The structure here follows the structure of the book (chapters, sections and subsections).
*******************************************************************************
# RHDS Chapter 1: Why we love R
You should begin by reading (or browsing through) this chapter from the RHDS book:
https://argoshare.is.ed.ac.uk/healthyr_book/why-we-love-r.html
**Note1:** On this QRS course, we focus on writing the steps of the analysis in R Markdown. R scripts that are also used in the RHDS book are a bit simpler, but these R Markdown sheets are often more useful.
**Note2:** We have already copy-pasted many of the R codes from the RHDS book for you in this R Markdown sheet. Your task is to run those codes and analyse their outputs - or copy more code from the book. We have also included the example datasets of RHDS book using links to our GitHub repository, so all the datasets of the book are easily accessible on the fly, without a need to download them separately.

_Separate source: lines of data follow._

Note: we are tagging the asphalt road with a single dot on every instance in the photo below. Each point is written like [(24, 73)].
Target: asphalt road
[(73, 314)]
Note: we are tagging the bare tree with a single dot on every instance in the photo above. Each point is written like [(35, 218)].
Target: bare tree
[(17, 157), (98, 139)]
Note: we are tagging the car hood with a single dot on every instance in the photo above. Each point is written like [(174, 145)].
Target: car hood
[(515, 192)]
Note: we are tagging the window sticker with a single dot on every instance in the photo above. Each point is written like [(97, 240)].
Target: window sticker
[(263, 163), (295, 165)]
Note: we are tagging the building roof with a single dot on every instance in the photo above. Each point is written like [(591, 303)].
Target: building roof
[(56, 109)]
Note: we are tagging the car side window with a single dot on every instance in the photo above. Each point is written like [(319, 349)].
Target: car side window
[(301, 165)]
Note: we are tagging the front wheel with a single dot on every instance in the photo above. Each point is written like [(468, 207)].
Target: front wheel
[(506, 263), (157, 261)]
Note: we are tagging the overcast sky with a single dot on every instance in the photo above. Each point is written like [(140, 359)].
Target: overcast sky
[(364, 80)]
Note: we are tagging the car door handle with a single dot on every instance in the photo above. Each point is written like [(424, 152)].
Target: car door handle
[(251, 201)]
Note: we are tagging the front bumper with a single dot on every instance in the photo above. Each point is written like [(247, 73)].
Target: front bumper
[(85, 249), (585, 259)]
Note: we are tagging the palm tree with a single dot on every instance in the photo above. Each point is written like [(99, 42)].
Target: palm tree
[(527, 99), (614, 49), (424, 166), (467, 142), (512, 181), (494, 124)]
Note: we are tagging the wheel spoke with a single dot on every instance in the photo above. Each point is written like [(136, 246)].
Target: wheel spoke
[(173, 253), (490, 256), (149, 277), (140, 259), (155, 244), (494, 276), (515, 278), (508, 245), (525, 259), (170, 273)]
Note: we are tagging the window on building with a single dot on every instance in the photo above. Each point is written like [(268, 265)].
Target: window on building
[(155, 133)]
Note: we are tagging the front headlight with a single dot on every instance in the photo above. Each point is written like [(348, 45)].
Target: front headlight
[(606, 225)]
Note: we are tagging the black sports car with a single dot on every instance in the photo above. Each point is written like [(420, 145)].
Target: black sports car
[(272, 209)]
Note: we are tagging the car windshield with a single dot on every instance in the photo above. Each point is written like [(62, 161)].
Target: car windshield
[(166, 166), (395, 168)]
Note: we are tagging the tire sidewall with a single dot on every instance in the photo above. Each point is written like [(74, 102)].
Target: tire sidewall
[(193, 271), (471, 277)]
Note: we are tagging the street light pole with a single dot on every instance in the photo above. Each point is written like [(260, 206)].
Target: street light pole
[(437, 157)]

The following is the first example of an **R code chunk**, where you can activate R functions. Its contents have been copy-pasted from Section 1.7. Try now to activate the R "command" ("1001:1004") by putting the cursor on that line below, and pressing Ctrl+Enter (on Windows) or Cmd+Enter (on Mac)!
```{r}
library(knitr)
# Now we're printing bigger numbers:
1001:1004
```
As you see above, the results (in this case, the numbers 1001, 1002, 1003, and 1004) appear immediately below the R code chunk (preceded by the usual [1], which you will also get used to, very soon.)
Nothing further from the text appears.